Reporter/Producer at WMMT/The Ohio Valley ReSource 
Katherine LaGrave

You can often find Sydney Boles (MSJ18) spending time outside. More often, you’ll find her at the place where journalism and nature intersect. As a reporter and producer at WMMT/The Ohio Valley ReSource, she’s covered topics like the fossil fuel industry, conservancy in the Appalachian Mountains and the plight of the rural poor. 

Her interest in environmental and social justice reporting began much earlier. As a Medill student, she focused on investigative journalism, traveled around the country to learn from marginalized communities and took on challenging, in-depth stories. Medill’s diverse alumni networkincluding her fellow classmateshelped spark her ambition in the field. 

Tell us about your career path. How did you get where you are today? 

I came to Medill with a background in oral history and ethnography, but I wanted to tell stories that responded to, and maybe even shaped, our national conversation. The 2016 presidential election sparked my interest in storytelling that focuses on social and economic justice issues. 

What are your main responsibilities as a reporter at the Ohio Valley Resource? 

I cover Appalachia's massive shift from an extractive, fossil-fuel mono-economy to a new, more diverse economic model. I spend a lot of time out in the field, interacting with community members and building relationships. I also edit my own audio, produce audio scripts and web stories, and collaborate with reporters at NPR member stations across the Ohio Valley region. 

How has your Medill training helped you in your career so far? 

The training I received at Medill gave the confidence to tackle every challenge this job has thrown my way, from navigating tough ethical decisions to holding powerful people to account. I'm especially grateful for the skills I learned in the Social Justice and Investigative Reporting specialization, where I was encouraged to pursue ambitious investigative stories that could lead to real change. 

How has the Medill network helped you in your career? 

Medill alumni were always receptive when I reached out during my career search. It's amazing how many Medill alums you'll run into, and in my experience, they're all eager to share support young journalists coming up behind them. 

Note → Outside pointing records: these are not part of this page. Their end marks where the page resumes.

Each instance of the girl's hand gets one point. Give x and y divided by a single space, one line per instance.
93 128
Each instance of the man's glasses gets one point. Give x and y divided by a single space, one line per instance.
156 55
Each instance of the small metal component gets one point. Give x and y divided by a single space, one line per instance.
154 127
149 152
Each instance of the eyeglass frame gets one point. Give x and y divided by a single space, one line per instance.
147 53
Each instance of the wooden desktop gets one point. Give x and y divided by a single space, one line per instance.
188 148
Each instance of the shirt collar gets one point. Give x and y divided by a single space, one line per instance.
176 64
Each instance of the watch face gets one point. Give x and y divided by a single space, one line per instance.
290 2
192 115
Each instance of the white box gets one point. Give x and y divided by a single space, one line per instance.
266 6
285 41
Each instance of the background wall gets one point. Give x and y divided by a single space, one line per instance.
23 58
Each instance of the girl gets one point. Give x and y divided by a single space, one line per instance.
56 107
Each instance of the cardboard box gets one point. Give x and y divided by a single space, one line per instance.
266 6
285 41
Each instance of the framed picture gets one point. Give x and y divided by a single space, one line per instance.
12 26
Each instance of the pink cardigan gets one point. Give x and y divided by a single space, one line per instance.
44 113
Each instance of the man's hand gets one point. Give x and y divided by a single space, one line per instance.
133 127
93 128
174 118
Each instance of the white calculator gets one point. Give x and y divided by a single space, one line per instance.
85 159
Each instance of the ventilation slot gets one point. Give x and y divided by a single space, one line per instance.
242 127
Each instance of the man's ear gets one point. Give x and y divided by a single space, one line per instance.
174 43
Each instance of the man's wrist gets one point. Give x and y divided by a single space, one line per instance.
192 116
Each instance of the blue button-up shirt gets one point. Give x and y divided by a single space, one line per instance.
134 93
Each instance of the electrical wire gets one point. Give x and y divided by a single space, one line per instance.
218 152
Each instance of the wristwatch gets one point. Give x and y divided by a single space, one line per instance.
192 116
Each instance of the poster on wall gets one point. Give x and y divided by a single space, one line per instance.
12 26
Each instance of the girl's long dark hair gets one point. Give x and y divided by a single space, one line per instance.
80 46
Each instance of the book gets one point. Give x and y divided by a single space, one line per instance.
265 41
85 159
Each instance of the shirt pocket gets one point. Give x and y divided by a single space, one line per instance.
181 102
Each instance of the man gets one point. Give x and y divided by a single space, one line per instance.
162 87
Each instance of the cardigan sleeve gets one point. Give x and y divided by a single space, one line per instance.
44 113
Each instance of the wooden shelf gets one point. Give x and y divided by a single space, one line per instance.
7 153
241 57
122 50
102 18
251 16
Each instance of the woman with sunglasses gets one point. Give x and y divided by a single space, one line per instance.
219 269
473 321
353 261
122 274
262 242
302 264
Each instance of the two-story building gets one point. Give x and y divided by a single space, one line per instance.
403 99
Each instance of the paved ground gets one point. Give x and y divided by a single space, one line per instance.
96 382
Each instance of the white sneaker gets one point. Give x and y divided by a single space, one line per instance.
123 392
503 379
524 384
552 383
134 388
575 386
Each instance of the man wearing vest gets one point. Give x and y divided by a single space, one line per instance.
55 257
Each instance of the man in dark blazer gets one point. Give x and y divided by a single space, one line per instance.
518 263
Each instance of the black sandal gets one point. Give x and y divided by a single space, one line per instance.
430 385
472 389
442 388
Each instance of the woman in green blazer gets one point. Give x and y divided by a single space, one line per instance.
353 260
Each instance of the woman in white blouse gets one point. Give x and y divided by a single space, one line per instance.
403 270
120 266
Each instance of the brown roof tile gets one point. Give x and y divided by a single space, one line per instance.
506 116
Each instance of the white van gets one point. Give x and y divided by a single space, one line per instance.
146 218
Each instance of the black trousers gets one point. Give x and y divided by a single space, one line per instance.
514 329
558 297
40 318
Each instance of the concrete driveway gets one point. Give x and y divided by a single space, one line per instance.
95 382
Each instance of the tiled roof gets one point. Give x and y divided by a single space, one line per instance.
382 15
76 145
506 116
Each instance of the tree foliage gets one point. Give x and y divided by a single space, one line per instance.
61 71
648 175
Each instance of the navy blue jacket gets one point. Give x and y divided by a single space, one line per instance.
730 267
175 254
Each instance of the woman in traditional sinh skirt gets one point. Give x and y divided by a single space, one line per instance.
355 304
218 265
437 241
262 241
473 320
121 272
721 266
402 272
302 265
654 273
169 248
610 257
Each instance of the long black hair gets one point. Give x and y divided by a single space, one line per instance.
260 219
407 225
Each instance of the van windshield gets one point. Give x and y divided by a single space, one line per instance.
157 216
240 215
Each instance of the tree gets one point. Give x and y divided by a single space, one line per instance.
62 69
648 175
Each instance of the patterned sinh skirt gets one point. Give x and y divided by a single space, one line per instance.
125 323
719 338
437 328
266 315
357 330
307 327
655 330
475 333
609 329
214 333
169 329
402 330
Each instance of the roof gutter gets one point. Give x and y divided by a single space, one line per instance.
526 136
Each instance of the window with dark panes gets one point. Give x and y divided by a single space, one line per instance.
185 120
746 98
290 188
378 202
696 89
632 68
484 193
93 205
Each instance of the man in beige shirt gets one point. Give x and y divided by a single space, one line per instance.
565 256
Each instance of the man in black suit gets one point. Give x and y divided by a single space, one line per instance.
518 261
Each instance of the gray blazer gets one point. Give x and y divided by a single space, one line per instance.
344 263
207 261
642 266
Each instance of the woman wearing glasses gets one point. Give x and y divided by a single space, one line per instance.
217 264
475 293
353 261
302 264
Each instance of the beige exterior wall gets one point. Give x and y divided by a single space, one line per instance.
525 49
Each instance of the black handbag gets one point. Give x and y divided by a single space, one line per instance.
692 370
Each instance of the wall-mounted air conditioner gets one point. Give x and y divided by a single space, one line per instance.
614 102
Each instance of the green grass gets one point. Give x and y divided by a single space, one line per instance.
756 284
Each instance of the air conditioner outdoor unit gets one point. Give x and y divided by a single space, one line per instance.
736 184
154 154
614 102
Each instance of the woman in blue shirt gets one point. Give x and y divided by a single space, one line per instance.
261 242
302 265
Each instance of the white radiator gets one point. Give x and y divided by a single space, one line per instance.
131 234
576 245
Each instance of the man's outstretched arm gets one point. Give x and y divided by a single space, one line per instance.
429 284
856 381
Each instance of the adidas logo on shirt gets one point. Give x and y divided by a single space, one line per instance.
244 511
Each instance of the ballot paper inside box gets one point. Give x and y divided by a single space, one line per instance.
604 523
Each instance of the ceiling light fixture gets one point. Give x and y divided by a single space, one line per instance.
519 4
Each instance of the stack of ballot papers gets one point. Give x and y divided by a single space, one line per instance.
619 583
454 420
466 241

What is a Medill class or experience that sticks out in your mind and why? 

I'll never forget my trip to the American Southwest and the Navajo and Hopi nations to learn about reporting on indigenous communities. It's easy to overlook the importance of cultural competency in journalism, and the experience through Medill Explores was an amazing opportunity to learn how to do journalism in a community you're not familiar with. 

What advice do you have for someone considering Medill? 

Be ready to seize the opportunity and make the most of an incredible program. If there's something you don't understand, ask for help. If there's an opportunity to join a project, throw your hat in the ring. And focus on building relationships. The people you're sitting next to in your classes will be making their way through the industry beside you, too, and you'll be surprised how often you cross paths once you've gotten your degree.